Penn State vs. Gunwalker: Warped Priorities?
The victims — including children — of Fast and Furious are dead.
November 16, 2011 - 12:00 am
In one of the most repulsive scandals in college history, former Penn State assistant football coach Jerry Sandusky has been charged with 40 counts of sexually abusing eight boys over a 15-year period, some of them as young as seven. Sandusky is alleged to have used a charity he founded to help disadvantaged boys, the Second Mile Foundation, to find his victims in assaults that occurred between 1994 and 2009.
The American public, and the media in particular, is sickened by these charges and has reveled in the opportunity to destroy the perverse and their enablers in this scandal.
Yet Elisabeth Meinecke, deputy managing editor of Townhall.com, has noticed that the public and media outcry regarding the abuse of these eight children is almost entirely absent from a concurrent scandal of far greater magnitude:
But across the news cycle, this cry for accountability seemed to vanish when applied to a similar situation in the political world, a place where a program cost someone his life and responsibility always seemed to be the job of someone else.
Operation Fast and Furious, as Townhall’s Katie Pavlich has documented, was a program under the Department of Justice from 2009 to 2010. Its mismanagement and corruption cost at least 200 Mexicans their lives, as well as the life of a U.S. border agent. That is a hefty body count. Yet Attorney General Eric Holder, in that position from 2009 till now, has claimed he knew nothing of it till 2011 (and his story has changed at least once on when the program was brought to his attention). He has refused to apologize to the border agent’s family.
There hasn’t been a grand cleaning of house sweep that people are hinting could happen in the Penn State situation. There were a couple reassignments. In fact, a few people got a promotion. One guy, the acting ATF director, got a demotion but remained in the Justice Department. The U.S. Attorney for Arizona resigned.
The cries for Eric Holder’s resignation have been limited to the NRA and a few members of Congress.

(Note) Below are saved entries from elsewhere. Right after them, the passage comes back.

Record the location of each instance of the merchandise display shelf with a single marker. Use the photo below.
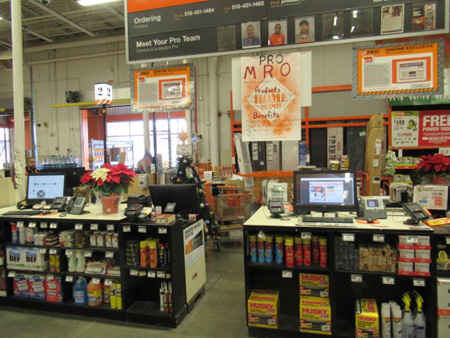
(166, 268)
(101, 249)
(275, 266)
(149, 313)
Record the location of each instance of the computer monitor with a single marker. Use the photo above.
(45, 187)
(325, 191)
(184, 195)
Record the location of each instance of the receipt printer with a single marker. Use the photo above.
(144, 200)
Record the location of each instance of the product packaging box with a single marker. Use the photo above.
(36, 286)
(443, 326)
(263, 309)
(15, 257)
(315, 315)
(443, 295)
(34, 260)
(20, 285)
(53, 289)
(367, 320)
(314, 285)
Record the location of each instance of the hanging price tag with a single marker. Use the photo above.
(388, 280)
(286, 273)
(378, 238)
(356, 278)
(348, 237)
(419, 282)
(306, 235)
(412, 240)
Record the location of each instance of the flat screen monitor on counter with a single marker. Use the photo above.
(185, 197)
(325, 191)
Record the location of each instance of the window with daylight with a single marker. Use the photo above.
(134, 131)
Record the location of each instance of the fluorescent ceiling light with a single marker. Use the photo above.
(94, 2)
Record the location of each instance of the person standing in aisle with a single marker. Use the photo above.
(31, 166)
(277, 38)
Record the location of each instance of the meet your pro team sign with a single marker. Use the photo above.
(174, 28)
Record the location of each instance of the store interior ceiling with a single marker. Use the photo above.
(54, 21)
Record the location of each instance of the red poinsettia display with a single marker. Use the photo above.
(438, 163)
(109, 179)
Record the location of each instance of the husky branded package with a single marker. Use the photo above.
(263, 309)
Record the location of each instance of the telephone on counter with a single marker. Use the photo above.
(416, 212)
(372, 208)
(59, 203)
(75, 206)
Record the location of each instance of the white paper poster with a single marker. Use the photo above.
(271, 97)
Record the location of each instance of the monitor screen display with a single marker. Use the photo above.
(45, 187)
(325, 191)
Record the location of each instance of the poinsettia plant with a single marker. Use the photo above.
(109, 179)
(438, 163)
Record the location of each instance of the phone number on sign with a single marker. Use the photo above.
(248, 5)
(199, 12)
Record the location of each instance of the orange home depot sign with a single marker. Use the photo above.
(144, 5)
(271, 100)
(408, 69)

They have not dominated the court of public opinion.
But shouldn’t Holder be just as guilty by the standards people are using to judge Joe Paterno?
This does not amount to any minimization of Penn State’s scandal: Meinecke’s observation of accountability is entirely valid.
Operation Fast and Furious saw a multi-agency federal task force send more than 2,000 guns to the Sinaloa drug cartel, in just one of ten alleged gunwalking programs in five states run by the federal government. Mexican Attorney General Marisela Morales has claimed that weapons traced to Operation Fast and Furious have been traced to the homicides of 200 Mexican citizens.